La voix écorchée de Barnes peint dans mon esprit une route parcourue par un motard solitaire, il a un vieux casque et des grosses lunettes de pilote d’avion, il fume une cigarette et s’arrête dans une station essence, mais ça continue quand même à tourner tout autour de lui et dans sa tête pendant qu’il fait le plein. Et après il repart dans la vitesse qu’est son quotidien, lalalalalalalalalalalala..

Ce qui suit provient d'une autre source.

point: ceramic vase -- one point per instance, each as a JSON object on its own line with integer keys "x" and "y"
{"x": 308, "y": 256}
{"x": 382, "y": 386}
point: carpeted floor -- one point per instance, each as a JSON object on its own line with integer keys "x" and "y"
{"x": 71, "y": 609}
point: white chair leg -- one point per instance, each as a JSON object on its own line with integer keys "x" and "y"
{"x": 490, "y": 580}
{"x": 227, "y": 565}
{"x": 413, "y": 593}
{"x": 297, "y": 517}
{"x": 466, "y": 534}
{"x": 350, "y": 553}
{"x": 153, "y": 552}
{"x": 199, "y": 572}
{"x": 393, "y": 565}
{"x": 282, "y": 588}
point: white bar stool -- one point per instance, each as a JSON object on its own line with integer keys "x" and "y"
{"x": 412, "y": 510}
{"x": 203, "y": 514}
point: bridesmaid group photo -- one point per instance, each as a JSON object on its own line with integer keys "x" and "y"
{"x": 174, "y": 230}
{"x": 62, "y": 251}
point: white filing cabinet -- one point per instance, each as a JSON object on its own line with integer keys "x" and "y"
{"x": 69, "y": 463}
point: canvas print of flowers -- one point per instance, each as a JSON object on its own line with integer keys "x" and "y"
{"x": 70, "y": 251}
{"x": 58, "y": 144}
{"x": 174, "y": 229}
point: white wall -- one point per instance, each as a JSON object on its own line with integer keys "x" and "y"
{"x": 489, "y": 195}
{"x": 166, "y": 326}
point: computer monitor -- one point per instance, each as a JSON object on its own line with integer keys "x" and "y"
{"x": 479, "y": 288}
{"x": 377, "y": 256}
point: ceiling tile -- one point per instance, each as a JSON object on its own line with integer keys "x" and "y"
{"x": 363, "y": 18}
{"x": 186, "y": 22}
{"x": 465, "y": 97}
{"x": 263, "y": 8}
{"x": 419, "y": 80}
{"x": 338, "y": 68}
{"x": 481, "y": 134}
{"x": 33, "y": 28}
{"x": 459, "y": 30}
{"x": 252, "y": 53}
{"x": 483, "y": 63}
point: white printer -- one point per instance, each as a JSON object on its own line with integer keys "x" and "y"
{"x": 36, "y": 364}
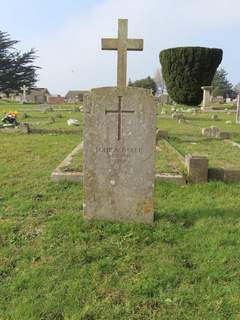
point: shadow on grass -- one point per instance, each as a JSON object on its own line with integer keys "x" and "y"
{"x": 56, "y": 131}
{"x": 188, "y": 218}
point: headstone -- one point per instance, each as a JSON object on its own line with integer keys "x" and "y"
{"x": 161, "y": 134}
{"x": 238, "y": 109}
{"x": 223, "y": 135}
{"x": 212, "y": 132}
{"x": 119, "y": 144}
{"x": 215, "y": 117}
{"x": 73, "y": 122}
{"x": 206, "y": 96}
{"x": 24, "y": 90}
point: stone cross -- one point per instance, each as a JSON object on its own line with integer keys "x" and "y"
{"x": 238, "y": 109}
{"x": 206, "y": 96}
{"x": 122, "y": 44}
{"x": 24, "y": 90}
{"x": 119, "y": 137}
{"x": 119, "y": 113}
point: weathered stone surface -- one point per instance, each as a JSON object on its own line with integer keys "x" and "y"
{"x": 119, "y": 154}
{"x": 223, "y": 135}
{"x": 59, "y": 174}
{"x": 172, "y": 178}
{"x": 161, "y": 134}
{"x": 238, "y": 110}
{"x": 197, "y": 167}
{"x": 206, "y": 96}
{"x": 215, "y": 117}
{"x": 212, "y": 132}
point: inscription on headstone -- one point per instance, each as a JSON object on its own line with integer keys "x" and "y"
{"x": 119, "y": 147}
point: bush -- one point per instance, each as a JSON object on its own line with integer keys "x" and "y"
{"x": 186, "y": 69}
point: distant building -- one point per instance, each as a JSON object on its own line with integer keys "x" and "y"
{"x": 75, "y": 96}
{"x": 38, "y": 95}
{"x": 56, "y": 100}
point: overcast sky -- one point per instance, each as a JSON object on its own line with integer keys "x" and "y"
{"x": 67, "y": 35}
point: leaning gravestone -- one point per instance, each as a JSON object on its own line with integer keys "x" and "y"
{"x": 119, "y": 144}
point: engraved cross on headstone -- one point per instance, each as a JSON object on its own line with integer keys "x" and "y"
{"x": 122, "y": 44}
{"x": 119, "y": 112}
{"x": 24, "y": 90}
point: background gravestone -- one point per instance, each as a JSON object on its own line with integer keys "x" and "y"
{"x": 119, "y": 146}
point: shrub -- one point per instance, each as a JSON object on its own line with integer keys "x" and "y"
{"x": 186, "y": 69}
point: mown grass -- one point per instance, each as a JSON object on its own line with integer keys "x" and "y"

On le voit s’éloigner au loin, on ne le suis plus.. Où vas-t ’il ? Personne ne le sais ni ne le sauras jamais…

Obsidian Currents

Une rivière bleu délavé qui s’écoule tranquillement. Un pécheur avec un chapeau de paille et un bout de paille dans la bouche pêche. Soudain, il a une prise ! Il tire, tire ! C’est une sirène ! Il l’a blessée en la harponnant, le salop ! Alors, il la soigne gentiment, pansant ses plaies avec un bandage fait de feuillage. La sirène lui fait un bisou pour le remercier mais aussi parce que ça la transforme en humaine, elle est maligne, la bougresse. Ils repartent en direction du village du pêcheur avec sa barque. Ils s’éloignent eux-aussi … Vont-ils finir ensemble ? On ne le saura probablement jamais… Frustrant n’est-il point ?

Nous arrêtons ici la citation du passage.